11. In Paragraph 10, The above displacement sub-bitstream includes a displacement sequence parameter set raw byte sequence payload (displ_sequence_parameter_set_rbsp), and The above displacement sequence parameter set low byte sequence payload is, including first information regarding the number of displacement values ​​within the displacement frame for the above displacement data, Based on the value of the first information above, the value of the first variable is derived, Encoding method.

12. In Paragraph 10, The value of the first variable is derived based on the value of a variable regarding the number of sub-displacements within the displacement frame for the displacement data and the value of a variable regarding the number of displacement values ​​included in the sub-displacement unit within the displacement frame. Encoding method.

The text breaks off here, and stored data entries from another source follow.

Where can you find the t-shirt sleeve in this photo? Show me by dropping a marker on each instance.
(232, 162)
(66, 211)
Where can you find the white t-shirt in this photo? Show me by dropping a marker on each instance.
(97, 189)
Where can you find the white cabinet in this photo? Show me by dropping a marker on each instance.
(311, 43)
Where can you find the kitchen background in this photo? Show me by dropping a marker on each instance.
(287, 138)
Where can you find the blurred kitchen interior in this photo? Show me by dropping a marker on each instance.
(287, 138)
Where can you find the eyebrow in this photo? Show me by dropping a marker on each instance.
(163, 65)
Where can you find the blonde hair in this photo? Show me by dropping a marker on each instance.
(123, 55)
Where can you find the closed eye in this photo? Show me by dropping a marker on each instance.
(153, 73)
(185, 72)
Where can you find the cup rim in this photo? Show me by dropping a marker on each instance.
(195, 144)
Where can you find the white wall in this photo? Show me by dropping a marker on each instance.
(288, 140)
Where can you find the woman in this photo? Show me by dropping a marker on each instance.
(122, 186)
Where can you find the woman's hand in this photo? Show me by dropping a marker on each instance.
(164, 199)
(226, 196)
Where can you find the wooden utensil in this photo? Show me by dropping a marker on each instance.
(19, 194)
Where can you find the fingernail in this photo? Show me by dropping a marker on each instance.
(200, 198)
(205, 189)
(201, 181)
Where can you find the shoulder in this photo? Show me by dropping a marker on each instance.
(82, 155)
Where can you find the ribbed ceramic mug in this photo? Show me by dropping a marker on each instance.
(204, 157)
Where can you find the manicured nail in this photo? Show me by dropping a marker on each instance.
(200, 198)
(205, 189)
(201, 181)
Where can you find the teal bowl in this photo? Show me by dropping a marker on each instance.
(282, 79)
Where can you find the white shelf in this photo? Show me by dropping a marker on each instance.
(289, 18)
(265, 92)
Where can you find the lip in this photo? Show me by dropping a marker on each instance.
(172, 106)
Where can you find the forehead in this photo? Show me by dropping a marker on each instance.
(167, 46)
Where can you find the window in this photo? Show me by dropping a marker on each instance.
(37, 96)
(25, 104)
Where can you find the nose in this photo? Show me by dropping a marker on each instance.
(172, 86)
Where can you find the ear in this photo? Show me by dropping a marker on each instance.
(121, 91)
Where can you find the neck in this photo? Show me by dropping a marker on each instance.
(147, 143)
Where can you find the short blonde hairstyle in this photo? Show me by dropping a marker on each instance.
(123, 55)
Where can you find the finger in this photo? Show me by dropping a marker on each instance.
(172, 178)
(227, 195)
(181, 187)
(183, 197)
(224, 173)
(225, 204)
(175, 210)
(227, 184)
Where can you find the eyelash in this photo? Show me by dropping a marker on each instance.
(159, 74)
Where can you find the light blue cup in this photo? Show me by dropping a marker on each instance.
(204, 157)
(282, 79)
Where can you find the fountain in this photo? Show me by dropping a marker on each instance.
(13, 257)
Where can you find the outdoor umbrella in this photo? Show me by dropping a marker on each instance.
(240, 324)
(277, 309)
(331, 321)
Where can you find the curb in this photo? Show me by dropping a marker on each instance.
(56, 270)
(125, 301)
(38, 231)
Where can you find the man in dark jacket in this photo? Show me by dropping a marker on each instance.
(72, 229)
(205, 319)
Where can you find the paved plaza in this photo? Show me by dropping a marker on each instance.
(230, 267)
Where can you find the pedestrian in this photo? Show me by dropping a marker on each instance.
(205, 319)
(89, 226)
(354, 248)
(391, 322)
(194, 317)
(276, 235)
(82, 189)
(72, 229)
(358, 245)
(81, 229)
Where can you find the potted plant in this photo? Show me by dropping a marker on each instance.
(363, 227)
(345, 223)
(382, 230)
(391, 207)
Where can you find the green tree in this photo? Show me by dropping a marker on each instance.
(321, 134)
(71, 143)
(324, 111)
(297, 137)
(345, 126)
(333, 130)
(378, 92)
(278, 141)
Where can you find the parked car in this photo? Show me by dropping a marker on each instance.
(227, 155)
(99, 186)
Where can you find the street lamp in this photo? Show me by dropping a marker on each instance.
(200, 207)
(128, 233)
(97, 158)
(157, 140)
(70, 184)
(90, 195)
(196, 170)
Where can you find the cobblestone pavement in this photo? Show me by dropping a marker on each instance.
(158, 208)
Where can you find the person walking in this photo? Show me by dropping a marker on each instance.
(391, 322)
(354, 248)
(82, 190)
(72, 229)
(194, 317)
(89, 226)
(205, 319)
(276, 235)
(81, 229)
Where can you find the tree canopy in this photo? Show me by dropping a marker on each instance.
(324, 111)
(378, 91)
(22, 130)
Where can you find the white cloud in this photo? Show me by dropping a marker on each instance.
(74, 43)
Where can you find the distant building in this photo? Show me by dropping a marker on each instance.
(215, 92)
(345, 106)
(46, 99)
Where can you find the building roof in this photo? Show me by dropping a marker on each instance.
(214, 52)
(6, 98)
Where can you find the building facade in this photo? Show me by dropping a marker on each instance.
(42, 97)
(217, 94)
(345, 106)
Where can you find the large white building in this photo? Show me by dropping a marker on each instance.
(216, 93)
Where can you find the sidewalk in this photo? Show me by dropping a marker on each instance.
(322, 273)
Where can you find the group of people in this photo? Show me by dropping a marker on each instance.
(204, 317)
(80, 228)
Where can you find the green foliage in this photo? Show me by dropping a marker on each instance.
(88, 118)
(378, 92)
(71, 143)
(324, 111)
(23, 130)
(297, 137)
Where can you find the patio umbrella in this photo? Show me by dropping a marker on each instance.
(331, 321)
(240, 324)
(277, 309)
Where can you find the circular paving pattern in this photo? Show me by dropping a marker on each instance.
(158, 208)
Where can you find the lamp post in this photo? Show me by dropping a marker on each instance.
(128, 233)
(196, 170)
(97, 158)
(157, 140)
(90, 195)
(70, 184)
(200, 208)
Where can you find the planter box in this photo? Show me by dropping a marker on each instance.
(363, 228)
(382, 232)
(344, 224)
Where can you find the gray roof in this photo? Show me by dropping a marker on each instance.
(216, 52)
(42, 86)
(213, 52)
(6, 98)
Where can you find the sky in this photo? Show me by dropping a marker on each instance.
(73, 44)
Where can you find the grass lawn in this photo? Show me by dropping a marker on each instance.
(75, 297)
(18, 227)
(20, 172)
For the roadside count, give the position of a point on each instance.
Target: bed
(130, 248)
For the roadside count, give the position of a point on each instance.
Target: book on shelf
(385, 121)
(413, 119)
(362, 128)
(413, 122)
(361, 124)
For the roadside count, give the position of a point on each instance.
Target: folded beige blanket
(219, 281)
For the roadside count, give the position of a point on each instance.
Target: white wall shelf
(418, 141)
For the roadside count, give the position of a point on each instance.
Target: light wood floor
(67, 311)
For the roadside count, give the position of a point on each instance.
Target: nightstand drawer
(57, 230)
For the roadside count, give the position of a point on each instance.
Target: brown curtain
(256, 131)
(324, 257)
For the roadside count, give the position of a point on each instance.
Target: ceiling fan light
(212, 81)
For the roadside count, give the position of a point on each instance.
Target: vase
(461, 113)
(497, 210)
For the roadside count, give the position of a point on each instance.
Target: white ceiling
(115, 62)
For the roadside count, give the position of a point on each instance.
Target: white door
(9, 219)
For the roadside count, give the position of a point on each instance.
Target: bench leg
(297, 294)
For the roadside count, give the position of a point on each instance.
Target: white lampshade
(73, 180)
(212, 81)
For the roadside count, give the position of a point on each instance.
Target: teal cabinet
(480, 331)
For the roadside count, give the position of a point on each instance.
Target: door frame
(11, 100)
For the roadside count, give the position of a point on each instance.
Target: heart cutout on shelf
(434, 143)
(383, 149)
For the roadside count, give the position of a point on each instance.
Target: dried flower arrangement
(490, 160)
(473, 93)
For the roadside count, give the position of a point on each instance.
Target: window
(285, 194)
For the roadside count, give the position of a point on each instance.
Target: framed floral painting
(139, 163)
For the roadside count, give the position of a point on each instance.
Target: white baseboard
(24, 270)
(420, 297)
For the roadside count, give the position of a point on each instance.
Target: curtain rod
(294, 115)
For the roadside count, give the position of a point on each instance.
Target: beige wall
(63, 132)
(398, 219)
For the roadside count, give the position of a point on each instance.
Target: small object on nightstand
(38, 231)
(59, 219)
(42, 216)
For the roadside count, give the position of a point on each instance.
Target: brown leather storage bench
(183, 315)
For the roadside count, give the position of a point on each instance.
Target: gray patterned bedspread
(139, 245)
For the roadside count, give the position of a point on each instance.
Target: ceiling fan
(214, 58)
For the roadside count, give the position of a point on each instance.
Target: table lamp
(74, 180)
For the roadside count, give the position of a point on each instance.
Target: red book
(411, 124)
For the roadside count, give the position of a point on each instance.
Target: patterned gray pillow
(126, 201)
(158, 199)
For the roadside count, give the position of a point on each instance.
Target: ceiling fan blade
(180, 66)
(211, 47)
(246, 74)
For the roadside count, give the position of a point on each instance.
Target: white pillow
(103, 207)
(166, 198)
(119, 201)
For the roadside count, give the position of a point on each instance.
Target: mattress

13. In Paragraph 9, The above encoded displacement data is included in the displacement sub-bitstream, and The above method is, The method includes the step of deriving a value of a third variable for a maximum size of a displacement buffer of the displacement sub-bitstream based on the ratio of a first variable for a number of displacement samples in a displacement frame for the displacement data to a second variable for a maximum number of displacement samples in a displacement frame related to a level for the displacement sub-bitstream. The value of the first variable is derived based on the value of a variable regarding the number of sub-displacements within the displacement frame for the displacement data and the value of a variable regarding the number of displacement values ​​included in the sub-displacement unit within the displacement frame. Encoding method.

14. Memory; and At least one processor connected to the memory; comprising, wherein the at least one processor: Encoding the base mesh data of the mesh data; Encoding the displacement data of the above mesh data; and Configured to encode the attribute data of the above mesh data; Encoding device.

15. A computer-readable storage medium for storing a bitstream generated by the method according to paragraph 9.

16. Step of acquiring a bitstream for mesh data, The bitstream is generated based on the steps of: encoding base mesh data of the mesh data; encoding displacement data of the mesh data; and encoding attribute data of the mesh data; and A method comprising the step of transmitting data including the bitstream above.